As mentioned in the Introduction (Section ), a big asset to the WE method is that the microscopic trajectories are generated using the unbiased Hamiltonian. In wepy, we ensure that these data can be fully leveraged however the user sees fit. One major use case for these data is the construction of MSMs with long lag times, which in turn can be used to predict steady-state probabilities or identify transition states. Although not mentioned here, wepy provides facilities for constructing macrostate models [such as conformation state networks (CSNs) and MSMs].

Others are encouraged to use, share components for, or even contribute to wepy which is open source with an MIT license. The source code is currently hosted on github (https://github.com/ADicksonLab/wepy) and documentation is currently available at https://adicksonlab.github.io/wepy. At the time of publication, the 1.00 release of wepy has been made and has been archived and given a persistent identifier from Zenodo.org (DOI: 10.5281/zenodo.3973431).

Opportunities for Future Development

Although wepy provides many essential and novel features, there are areas for potential improvements that could make it even more widely useful. Currently, it has not yet been integrated with major MD engines such as GROMACS,[70] CHARMM,[71] Amber,[72] and Desmond,[73] and there is currently only experimental support for NAMD[74] and ASE.[75] We note that the architecture of some of these engines makes it difficult to interface without going through a UNIX-like system environment (a difficulty for all software using these tools). We note that OpenMM allows for the use of force fields native to each engine (e.g., CHARMM, AMBER) to be used within it, so the issue is more about choice of implementation rather than the content of the simulations.

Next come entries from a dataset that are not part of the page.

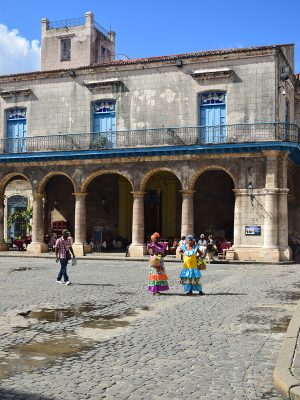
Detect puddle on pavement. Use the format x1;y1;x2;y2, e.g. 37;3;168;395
0;303;152;379
240;305;292;333
271;317;291;333
267;290;300;301
0;336;94;379
28;303;101;322
9;267;32;272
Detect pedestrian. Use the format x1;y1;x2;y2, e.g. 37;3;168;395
180;235;204;296
49;232;57;251
55;229;75;285
207;235;216;263
178;236;186;261
147;232;169;295
289;232;300;261
198;233;207;254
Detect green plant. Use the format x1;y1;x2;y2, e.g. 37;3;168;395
92;132;107;149
7;207;32;236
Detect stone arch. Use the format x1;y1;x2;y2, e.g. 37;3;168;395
140;168;182;192
80;169;134;193
0;172;32;192
38;171;75;193
188;165;238;190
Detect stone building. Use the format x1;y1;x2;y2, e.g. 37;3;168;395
0;13;300;261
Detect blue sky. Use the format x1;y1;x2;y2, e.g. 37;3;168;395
0;0;300;74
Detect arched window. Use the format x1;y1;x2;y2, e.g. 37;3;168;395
6;107;27;153
7;195;28;239
199;91;226;144
93;100;116;147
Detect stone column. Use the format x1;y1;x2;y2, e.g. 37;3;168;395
233;189;242;247
181;190;195;236
278;153;292;261
263;154;279;262
72;193;91;256
27;193;48;254
0;195;9;251
128;192;146;257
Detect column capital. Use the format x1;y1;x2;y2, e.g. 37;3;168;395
179;189;196;196
130;191;145;198
263;188;281;194
278;188;290;195
32;192;45;200
262;150;282;160
72;192;87;199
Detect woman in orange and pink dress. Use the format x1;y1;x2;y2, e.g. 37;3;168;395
147;232;169;295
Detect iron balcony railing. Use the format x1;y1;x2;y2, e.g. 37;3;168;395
47;17;109;38
48;17;85;29
0;122;300;153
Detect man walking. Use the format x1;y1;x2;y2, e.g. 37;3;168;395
55;229;75;285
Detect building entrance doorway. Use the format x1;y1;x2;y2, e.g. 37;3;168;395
194;170;235;242
144;171;181;242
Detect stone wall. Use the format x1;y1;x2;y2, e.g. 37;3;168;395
0;50;276;137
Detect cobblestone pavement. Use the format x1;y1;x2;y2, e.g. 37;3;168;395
0;257;300;400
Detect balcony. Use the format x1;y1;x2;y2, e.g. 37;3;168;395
0;122;300;154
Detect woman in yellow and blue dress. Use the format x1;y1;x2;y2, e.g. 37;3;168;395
147;232;169;295
180;235;204;296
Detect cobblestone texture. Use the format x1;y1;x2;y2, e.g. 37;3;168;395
0;257;300;400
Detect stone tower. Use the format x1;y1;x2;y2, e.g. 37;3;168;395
41;12;115;71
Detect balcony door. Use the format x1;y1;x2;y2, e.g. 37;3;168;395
93;100;116;148
200;92;226;144
6;108;27;153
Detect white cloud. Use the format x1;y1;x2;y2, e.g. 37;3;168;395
0;24;41;75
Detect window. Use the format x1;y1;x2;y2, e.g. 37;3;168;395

Second, the priority for wepy developers has been on implementing and prototyping new adaptive and high-dimensional resampling algorithms rather than implementing standard static binning methods or accelerated WE.[23,59] Fortunately, many of these methods are not complex to implement as resampler objects in wepy and we hope that these will either be included in future releases or as standalone libraries. We note that a goal between WESTPA[55] and wepy developers is to enable a modular program design, where resampler objects could be used interchangeably between the two WE implementations.

Third, for protein and other macromolecular simulations, wepy resorted to using an ad hoc serialization format in JSON for molecular topologies (the schema of which was borrowed from an internal representation in the mdtraj HDF5 implementation). In principle, wepy is agnostic to topology formats but in practice, this is an extremely important component in building simulations and performing analyses. Despite there being a large number of software packages implementing in-memory representations of molecular topologies, there are no formats suitable for serialization and communication between software. We encourage users to consider the merits of the JSON topology used in wepy but by no means recommend it as a general purpose standard nor do we wish it to become a de facto standard.

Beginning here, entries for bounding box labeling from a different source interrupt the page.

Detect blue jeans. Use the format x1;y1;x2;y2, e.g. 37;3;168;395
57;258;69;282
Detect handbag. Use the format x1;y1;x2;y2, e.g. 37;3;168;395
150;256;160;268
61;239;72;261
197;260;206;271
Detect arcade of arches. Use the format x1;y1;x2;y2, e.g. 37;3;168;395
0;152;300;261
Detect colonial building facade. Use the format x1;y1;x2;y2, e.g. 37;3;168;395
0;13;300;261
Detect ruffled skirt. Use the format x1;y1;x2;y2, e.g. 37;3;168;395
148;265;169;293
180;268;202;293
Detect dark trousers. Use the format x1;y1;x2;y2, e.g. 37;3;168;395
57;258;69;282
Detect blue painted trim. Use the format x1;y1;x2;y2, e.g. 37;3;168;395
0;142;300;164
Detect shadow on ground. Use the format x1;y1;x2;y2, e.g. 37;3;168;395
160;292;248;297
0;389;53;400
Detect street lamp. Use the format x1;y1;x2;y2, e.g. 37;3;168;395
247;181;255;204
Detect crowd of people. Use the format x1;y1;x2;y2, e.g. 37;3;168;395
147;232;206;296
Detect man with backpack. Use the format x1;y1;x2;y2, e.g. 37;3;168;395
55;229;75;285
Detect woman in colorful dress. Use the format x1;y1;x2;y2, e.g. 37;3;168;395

Finally, although the use of an HDF5 based file format has proven to be a good choice for many reasons, it is currently not supported natively by any molecular visualization software. Thus, trajectories must be converted and duplicated into separate files with a supported format (a simple task using the integration with the mdtraj library). In our work flows, we treat these files as temporary intermediates; however, this can bloat the necessary disk space needed and cause some time delays when (re)generating them. We note, although, that visualization tools could benefit immensely by adopting a random-access format such as HDF5 which would allow for visualizing single trajectories which do not fit in memory, a problem we frequently encounter when attempting to view very long trajectories.